36L’étang représente à la fois une recherche de loisir et la recherche de nature. Il est important de noter que les enquêtés sont pour la plupart des résidents de milieux urbains où la nature n’est présente que ponctuellement. L’étang représente donc une alternative intéressante.

37Les étangs sont souvent mis en avant dans les brochures touristiques comme lieu de visite possible. On peut ainsi prendre l’exemple de l’étang de Chaillac, situé dans le sud du département de l’Indre, qui est présenté ainsi sur le site touristique Berry Province3 : « Site à découvrir en Bas-Berry aux confins du Poitou et du Limousin célèbre par ses ressources minières où se marient harmonieusement les possibilités d’activités diverses : loisirs, sports, culturels »4. Les aménagements mis en place sur l’étang sont autant d’atouts qui lui permettent d’attirer des visiteurs.

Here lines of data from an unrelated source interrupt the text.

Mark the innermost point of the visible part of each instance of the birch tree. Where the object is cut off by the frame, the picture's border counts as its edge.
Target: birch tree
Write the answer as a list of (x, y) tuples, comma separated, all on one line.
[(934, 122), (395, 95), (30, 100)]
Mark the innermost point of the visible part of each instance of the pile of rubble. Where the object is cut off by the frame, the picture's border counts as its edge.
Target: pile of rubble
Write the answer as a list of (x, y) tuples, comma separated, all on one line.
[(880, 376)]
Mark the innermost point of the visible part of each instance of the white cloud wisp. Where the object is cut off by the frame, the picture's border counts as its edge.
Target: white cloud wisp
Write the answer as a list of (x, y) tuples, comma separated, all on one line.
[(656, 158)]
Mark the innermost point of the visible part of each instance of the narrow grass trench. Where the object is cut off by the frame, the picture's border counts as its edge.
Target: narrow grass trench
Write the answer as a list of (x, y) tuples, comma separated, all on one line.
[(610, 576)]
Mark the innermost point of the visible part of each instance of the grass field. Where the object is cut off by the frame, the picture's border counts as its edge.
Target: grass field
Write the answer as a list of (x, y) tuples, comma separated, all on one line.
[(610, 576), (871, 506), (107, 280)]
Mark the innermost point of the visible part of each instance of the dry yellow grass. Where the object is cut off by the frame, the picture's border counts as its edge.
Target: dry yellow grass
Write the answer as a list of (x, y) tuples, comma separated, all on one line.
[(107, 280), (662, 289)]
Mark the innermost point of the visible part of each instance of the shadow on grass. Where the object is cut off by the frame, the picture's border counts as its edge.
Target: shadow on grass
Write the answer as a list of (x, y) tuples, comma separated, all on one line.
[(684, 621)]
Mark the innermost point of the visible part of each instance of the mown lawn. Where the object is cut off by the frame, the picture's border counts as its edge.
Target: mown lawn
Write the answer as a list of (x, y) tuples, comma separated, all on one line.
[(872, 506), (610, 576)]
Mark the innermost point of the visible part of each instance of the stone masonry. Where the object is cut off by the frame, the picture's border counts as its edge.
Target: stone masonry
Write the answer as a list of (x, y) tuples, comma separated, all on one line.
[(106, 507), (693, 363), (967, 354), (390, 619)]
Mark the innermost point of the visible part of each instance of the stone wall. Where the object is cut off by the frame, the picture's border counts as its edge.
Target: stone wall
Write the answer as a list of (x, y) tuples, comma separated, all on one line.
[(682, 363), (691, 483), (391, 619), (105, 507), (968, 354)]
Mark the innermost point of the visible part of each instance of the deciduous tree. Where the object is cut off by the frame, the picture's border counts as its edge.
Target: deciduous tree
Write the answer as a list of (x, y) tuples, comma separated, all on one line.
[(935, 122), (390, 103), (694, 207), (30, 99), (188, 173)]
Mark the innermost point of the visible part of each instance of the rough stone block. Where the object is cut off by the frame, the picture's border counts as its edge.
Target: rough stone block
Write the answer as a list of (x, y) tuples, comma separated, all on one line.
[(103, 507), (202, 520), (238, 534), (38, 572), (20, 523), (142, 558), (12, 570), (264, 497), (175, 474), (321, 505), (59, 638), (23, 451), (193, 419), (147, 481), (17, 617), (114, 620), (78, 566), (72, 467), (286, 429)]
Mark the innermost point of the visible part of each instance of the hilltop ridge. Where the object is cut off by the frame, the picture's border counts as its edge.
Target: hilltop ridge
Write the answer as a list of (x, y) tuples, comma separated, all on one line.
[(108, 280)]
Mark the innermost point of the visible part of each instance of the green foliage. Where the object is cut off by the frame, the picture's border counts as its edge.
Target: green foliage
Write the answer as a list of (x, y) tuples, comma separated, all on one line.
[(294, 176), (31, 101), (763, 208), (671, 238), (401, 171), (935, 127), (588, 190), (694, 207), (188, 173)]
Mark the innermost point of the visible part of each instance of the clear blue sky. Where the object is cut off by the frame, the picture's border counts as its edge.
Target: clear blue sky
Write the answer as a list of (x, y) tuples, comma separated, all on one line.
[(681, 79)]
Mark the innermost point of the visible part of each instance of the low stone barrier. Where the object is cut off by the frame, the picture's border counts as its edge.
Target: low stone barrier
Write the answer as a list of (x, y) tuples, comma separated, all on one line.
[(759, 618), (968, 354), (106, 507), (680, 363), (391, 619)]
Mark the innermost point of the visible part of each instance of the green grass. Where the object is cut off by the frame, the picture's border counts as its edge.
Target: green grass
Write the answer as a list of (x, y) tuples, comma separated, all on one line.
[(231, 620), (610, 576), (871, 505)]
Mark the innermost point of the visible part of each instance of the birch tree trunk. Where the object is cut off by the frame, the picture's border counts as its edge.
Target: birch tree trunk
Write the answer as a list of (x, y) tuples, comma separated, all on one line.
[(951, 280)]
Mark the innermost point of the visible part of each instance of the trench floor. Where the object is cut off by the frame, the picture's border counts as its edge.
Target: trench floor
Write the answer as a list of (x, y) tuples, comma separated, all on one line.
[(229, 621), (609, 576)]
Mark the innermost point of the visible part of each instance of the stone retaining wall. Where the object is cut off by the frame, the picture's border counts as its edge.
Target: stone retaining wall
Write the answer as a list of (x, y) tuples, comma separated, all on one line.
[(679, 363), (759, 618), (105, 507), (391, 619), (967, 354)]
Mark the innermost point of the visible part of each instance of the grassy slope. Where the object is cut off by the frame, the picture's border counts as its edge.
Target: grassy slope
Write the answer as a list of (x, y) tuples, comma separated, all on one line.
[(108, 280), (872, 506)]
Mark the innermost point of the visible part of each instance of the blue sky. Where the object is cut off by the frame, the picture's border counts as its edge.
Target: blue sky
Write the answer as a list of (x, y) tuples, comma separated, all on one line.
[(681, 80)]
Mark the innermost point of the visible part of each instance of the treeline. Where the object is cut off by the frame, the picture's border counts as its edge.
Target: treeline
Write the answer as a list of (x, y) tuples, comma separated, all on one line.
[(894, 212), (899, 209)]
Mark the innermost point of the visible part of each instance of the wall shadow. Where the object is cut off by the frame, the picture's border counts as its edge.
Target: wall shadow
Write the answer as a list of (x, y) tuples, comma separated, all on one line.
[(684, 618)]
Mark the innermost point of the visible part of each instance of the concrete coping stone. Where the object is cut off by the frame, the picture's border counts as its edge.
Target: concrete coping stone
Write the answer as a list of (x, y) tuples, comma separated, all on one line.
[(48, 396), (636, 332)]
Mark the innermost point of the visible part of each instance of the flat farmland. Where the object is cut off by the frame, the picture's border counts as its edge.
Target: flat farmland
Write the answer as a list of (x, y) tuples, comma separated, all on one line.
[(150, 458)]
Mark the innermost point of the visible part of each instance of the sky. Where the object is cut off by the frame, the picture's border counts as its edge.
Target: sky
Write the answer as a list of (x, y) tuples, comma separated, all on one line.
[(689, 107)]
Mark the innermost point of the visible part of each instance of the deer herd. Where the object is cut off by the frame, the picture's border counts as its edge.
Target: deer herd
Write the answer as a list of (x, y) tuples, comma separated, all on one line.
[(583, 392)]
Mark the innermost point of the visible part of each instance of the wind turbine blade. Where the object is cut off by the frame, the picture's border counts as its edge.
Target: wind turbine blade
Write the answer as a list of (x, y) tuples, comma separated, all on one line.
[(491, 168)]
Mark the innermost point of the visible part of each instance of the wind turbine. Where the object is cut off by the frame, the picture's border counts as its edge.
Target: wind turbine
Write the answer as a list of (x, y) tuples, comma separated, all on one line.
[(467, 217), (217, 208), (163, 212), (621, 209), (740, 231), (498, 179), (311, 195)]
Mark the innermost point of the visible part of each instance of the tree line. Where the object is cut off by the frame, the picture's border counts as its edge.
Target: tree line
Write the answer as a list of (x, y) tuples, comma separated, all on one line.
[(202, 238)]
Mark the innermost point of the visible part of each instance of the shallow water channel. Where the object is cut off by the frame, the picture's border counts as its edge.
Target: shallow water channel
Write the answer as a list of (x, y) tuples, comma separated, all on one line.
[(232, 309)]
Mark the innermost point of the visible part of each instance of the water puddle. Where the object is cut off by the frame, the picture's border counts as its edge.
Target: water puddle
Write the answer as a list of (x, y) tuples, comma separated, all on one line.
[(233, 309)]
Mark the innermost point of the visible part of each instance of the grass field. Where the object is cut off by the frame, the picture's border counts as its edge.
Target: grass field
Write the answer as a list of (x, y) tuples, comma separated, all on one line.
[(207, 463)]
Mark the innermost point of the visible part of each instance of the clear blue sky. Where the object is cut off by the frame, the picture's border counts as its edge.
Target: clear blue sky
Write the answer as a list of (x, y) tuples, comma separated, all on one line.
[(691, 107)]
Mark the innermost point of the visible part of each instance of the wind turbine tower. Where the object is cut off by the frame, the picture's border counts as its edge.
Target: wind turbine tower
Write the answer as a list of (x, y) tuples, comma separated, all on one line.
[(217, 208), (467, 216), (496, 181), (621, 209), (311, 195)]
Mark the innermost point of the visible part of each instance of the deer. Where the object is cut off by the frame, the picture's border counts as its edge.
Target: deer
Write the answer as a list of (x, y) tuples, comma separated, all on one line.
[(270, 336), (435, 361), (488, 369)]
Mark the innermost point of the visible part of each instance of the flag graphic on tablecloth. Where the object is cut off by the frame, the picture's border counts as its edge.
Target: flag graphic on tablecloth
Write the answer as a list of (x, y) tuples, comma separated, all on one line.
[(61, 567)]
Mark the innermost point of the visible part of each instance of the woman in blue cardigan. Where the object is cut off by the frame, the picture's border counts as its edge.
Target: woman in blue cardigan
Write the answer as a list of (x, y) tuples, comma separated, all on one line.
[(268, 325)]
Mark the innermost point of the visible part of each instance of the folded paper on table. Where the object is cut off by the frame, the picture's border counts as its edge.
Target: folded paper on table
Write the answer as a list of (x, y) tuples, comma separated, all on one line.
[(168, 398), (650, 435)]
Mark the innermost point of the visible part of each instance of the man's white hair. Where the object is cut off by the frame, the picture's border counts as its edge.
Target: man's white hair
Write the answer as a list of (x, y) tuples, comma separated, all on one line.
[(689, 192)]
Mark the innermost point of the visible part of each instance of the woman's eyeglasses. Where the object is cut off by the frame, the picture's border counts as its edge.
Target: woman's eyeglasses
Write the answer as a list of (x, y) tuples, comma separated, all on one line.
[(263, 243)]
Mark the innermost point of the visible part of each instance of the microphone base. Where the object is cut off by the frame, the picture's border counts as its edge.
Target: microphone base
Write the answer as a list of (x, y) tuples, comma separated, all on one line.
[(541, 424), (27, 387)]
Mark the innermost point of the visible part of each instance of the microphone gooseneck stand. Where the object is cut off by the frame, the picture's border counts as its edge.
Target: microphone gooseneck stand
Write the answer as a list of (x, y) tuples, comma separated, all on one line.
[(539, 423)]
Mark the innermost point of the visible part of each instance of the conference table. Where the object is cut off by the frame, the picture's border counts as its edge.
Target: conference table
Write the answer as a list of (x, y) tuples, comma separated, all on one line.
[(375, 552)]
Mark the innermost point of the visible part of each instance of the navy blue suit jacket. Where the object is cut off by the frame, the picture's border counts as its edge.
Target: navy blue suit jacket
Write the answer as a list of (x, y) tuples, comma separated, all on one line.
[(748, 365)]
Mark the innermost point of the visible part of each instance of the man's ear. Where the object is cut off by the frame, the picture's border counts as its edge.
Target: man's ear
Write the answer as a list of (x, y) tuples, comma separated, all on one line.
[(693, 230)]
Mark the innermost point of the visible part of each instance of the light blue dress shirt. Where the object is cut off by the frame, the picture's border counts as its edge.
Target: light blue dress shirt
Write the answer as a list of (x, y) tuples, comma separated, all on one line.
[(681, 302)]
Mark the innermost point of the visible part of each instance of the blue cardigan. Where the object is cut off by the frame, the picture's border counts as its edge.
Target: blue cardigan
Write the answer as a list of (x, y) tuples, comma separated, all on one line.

38Cette alternative est par ailleurs locale : les enquêtés recherchent et vont préférentiellement vers des sites localisés à proximité de leur lieu de vie. 36,1 % des répondants font moins de 5 km pour aller profiter d’un étang, 36,5 % des enquêtés font entre 5 et 20 km pour y aller.

39Contrairement à ce que l’on pourrait penser, les enquêtés ne vont pas à l’étang pour pêcher, mais pour s’y balader. Seulement 18,6 % des personnes interrogées déclarent y aller pour la pratique de la pêche, contre plus de 81 % pour s’y balader.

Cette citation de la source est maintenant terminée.